Which I believe is your expectation.

[vdmitriyev]

@joerdav thank you for the clarification, unfortunately it didn't work in my case.

In my understanding, the GET request using <form> or <a> should be equal and initiate an equal GET request to a backend. But I am going to investigate the backend side in details and more carefully, in order to see, what exactly backend receives in both cases.

[a-h]

I'll close this, since no further discussion has happened. Feel free to re-open if needed, but I'm pretty sure templ is not doing anything wrong here.

[vdmitriyev]

I'll close this, since no further discussion has happened.
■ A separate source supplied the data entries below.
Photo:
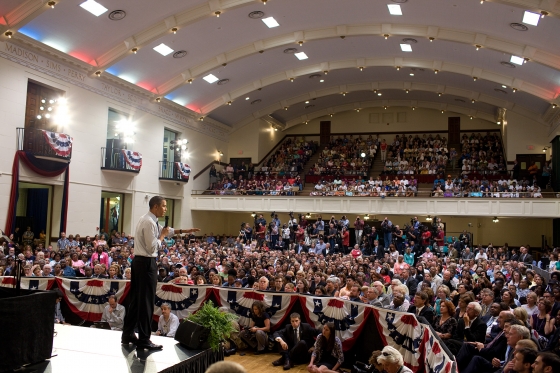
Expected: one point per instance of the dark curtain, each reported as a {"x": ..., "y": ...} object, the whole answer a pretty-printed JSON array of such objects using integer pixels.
[{"x": 37, "y": 207}]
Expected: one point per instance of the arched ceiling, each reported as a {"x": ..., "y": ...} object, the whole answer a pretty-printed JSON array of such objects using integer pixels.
[{"x": 338, "y": 37}]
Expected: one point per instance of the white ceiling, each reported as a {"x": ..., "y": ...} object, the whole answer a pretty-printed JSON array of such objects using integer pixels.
[{"x": 234, "y": 40}]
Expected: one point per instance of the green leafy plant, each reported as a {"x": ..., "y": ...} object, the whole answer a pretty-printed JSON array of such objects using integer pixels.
[{"x": 218, "y": 323}]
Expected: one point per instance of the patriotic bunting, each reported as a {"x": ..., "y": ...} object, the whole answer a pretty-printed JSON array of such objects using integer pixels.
[
  {"x": 184, "y": 170},
  {"x": 241, "y": 300},
  {"x": 88, "y": 297},
  {"x": 421, "y": 350},
  {"x": 133, "y": 159},
  {"x": 184, "y": 300},
  {"x": 60, "y": 143},
  {"x": 31, "y": 283}
]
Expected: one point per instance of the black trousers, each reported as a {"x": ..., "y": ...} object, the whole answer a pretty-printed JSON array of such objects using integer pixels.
[
  {"x": 142, "y": 297},
  {"x": 298, "y": 354}
]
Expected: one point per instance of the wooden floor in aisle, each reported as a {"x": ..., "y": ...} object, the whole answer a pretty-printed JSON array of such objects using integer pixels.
[{"x": 262, "y": 363}]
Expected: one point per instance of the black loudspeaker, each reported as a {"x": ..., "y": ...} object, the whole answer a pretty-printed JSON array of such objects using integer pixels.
[{"x": 192, "y": 336}]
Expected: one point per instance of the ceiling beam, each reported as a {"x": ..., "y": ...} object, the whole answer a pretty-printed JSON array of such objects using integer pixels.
[{"x": 421, "y": 31}]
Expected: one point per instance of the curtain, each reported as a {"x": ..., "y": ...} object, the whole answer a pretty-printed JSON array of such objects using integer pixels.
[{"x": 37, "y": 207}]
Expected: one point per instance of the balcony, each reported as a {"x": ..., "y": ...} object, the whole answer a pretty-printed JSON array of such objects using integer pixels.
[
  {"x": 113, "y": 159},
  {"x": 174, "y": 172},
  {"x": 43, "y": 143}
]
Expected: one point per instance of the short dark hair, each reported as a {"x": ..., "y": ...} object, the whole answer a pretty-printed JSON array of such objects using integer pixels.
[{"x": 156, "y": 201}]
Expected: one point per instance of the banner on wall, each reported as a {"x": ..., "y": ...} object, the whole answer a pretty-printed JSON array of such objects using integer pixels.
[
  {"x": 184, "y": 170},
  {"x": 133, "y": 159},
  {"x": 60, "y": 143},
  {"x": 421, "y": 351}
]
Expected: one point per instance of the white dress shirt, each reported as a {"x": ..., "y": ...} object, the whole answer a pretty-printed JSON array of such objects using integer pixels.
[{"x": 147, "y": 236}]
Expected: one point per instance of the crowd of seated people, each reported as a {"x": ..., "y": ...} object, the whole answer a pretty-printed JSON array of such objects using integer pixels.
[
  {"x": 403, "y": 187},
  {"x": 261, "y": 186},
  {"x": 414, "y": 155},
  {"x": 346, "y": 155},
  {"x": 284, "y": 164},
  {"x": 482, "y": 154},
  {"x": 463, "y": 186},
  {"x": 481, "y": 301}
]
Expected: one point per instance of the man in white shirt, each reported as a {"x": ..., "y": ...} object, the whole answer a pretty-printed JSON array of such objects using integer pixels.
[
  {"x": 168, "y": 322},
  {"x": 114, "y": 313},
  {"x": 149, "y": 236}
]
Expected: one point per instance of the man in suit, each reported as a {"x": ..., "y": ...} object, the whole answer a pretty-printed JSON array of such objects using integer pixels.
[
  {"x": 470, "y": 328},
  {"x": 295, "y": 341},
  {"x": 524, "y": 256},
  {"x": 421, "y": 307},
  {"x": 477, "y": 357},
  {"x": 410, "y": 282}
]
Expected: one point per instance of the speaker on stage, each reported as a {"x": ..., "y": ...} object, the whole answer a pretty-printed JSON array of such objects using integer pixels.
[{"x": 192, "y": 335}]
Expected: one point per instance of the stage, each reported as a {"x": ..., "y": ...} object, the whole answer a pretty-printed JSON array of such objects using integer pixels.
[{"x": 84, "y": 350}]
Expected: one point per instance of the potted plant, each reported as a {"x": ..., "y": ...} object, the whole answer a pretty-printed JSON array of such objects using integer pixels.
[{"x": 219, "y": 324}]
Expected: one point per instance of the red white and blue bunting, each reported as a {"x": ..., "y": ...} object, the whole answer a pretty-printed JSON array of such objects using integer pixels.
[
  {"x": 31, "y": 283},
  {"x": 421, "y": 351},
  {"x": 184, "y": 300},
  {"x": 133, "y": 159},
  {"x": 88, "y": 297},
  {"x": 184, "y": 170},
  {"x": 60, "y": 143}
]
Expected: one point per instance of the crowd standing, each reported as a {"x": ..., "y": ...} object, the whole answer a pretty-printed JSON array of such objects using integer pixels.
[{"x": 483, "y": 301}]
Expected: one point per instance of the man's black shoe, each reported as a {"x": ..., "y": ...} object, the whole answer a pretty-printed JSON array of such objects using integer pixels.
[
  {"x": 149, "y": 346},
  {"x": 130, "y": 339}
]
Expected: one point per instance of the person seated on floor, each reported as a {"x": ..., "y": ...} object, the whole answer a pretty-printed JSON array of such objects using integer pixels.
[
  {"x": 256, "y": 335},
  {"x": 114, "y": 313},
  {"x": 295, "y": 342},
  {"x": 168, "y": 322}
]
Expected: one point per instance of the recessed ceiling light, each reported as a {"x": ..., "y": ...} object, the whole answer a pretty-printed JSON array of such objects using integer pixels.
[
  {"x": 94, "y": 7},
  {"x": 531, "y": 18},
  {"x": 395, "y": 9},
  {"x": 517, "y": 60},
  {"x": 210, "y": 78},
  {"x": 270, "y": 22},
  {"x": 163, "y": 49}
]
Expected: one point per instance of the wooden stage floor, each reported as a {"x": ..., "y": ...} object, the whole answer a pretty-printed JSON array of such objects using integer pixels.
[{"x": 90, "y": 350}]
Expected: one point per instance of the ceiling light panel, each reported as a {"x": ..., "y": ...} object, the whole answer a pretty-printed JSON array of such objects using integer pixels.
[
  {"x": 406, "y": 47},
  {"x": 210, "y": 78},
  {"x": 270, "y": 22},
  {"x": 93, "y": 7},
  {"x": 517, "y": 60},
  {"x": 163, "y": 49},
  {"x": 394, "y": 9},
  {"x": 531, "y": 18}
]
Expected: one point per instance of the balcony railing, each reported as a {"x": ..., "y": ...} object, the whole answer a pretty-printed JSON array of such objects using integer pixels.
[
  {"x": 113, "y": 159},
  {"x": 170, "y": 171},
  {"x": 36, "y": 142}
]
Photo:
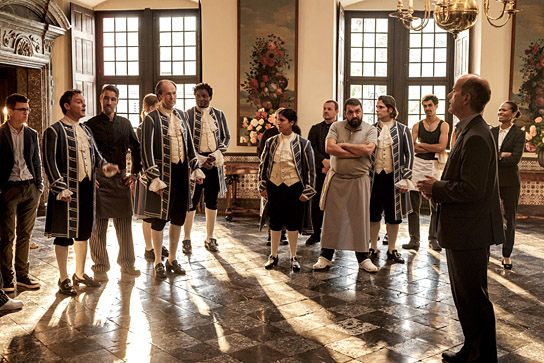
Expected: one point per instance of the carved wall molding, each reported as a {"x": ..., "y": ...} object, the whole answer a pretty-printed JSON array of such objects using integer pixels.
[
  {"x": 23, "y": 46},
  {"x": 44, "y": 9},
  {"x": 26, "y": 42}
]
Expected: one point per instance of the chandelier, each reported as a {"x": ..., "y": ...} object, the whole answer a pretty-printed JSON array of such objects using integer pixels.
[{"x": 453, "y": 16}]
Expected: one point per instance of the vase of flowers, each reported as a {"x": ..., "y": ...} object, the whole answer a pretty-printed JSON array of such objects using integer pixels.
[
  {"x": 532, "y": 87},
  {"x": 534, "y": 134},
  {"x": 266, "y": 82},
  {"x": 255, "y": 127}
]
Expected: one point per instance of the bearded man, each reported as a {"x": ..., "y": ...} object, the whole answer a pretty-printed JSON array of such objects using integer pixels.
[{"x": 346, "y": 191}]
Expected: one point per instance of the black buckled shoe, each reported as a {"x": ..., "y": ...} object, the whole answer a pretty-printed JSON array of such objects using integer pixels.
[
  {"x": 433, "y": 244},
  {"x": 294, "y": 264},
  {"x": 395, "y": 256},
  {"x": 174, "y": 267},
  {"x": 283, "y": 239},
  {"x": 187, "y": 248},
  {"x": 130, "y": 271},
  {"x": 272, "y": 261},
  {"x": 86, "y": 280},
  {"x": 211, "y": 245},
  {"x": 66, "y": 288},
  {"x": 159, "y": 271},
  {"x": 164, "y": 252},
  {"x": 312, "y": 240}
]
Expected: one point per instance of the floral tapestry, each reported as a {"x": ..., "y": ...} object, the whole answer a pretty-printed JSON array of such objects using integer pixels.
[
  {"x": 266, "y": 64},
  {"x": 527, "y": 70}
]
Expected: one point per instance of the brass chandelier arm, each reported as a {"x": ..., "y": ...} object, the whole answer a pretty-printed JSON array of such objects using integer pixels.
[
  {"x": 486, "y": 11},
  {"x": 405, "y": 15},
  {"x": 508, "y": 7}
]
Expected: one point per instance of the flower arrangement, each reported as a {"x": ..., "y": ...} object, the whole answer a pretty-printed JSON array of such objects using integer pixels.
[
  {"x": 534, "y": 134},
  {"x": 266, "y": 81},
  {"x": 532, "y": 88},
  {"x": 255, "y": 127}
]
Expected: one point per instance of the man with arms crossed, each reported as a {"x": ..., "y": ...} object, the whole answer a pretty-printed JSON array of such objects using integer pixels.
[
  {"x": 346, "y": 191},
  {"x": 114, "y": 136}
]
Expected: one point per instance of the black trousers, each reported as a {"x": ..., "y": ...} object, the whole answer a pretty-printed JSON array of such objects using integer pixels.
[
  {"x": 382, "y": 198},
  {"x": 510, "y": 197},
  {"x": 86, "y": 216},
  {"x": 178, "y": 198},
  {"x": 317, "y": 214},
  {"x": 468, "y": 276},
  {"x": 210, "y": 187},
  {"x": 284, "y": 206}
]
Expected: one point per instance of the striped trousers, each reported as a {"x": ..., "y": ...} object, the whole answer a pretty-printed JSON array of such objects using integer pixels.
[
  {"x": 3, "y": 297},
  {"x": 97, "y": 244}
]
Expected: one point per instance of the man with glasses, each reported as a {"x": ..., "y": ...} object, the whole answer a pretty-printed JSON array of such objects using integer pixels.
[
  {"x": 20, "y": 189},
  {"x": 114, "y": 136}
]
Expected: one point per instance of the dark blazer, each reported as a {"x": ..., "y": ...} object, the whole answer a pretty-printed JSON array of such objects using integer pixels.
[
  {"x": 318, "y": 136},
  {"x": 514, "y": 143},
  {"x": 31, "y": 154},
  {"x": 468, "y": 193}
]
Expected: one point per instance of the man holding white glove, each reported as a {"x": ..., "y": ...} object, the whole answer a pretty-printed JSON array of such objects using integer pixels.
[
  {"x": 210, "y": 132},
  {"x": 169, "y": 161},
  {"x": 391, "y": 172}
]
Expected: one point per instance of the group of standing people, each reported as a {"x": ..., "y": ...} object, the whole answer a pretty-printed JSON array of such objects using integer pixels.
[
  {"x": 362, "y": 172},
  {"x": 355, "y": 170},
  {"x": 352, "y": 172},
  {"x": 89, "y": 183}
]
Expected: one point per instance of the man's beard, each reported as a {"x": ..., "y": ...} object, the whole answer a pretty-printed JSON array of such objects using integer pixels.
[{"x": 355, "y": 122}]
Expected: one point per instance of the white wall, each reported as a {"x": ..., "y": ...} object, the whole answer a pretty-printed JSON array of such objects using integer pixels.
[{"x": 490, "y": 58}]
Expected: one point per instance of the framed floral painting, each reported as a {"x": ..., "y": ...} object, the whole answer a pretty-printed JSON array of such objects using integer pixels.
[{"x": 267, "y": 62}]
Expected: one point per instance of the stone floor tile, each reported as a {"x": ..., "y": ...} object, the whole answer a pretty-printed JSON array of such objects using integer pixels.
[{"x": 228, "y": 308}]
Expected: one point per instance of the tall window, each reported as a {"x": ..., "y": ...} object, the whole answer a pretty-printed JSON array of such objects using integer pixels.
[
  {"x": 385, "y": 58},
  {"x": 137, "y": 49}
]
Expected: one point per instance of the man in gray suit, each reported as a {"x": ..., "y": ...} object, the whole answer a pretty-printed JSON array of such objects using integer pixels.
[{"x": 469, "y": 218}]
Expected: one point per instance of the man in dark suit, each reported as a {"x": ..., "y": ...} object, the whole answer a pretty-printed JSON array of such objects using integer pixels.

Feel free to re-open if needed, but I'm pretty sure templ is not doing anything wrong here.

@a-h tanks for the note closing note. templ is definitely not doing anything wrong. The only suggestion from my side for now would be to reflect the escaping behavior of templ in documentation besides sanitization (e.g., for example this page - https://templ.guide/syntax-and-usage/attributes/#url-attributes). This could potentially reduce the confusion.

[a-h]

Agreed, I just made a commit to add some extra information to the docs.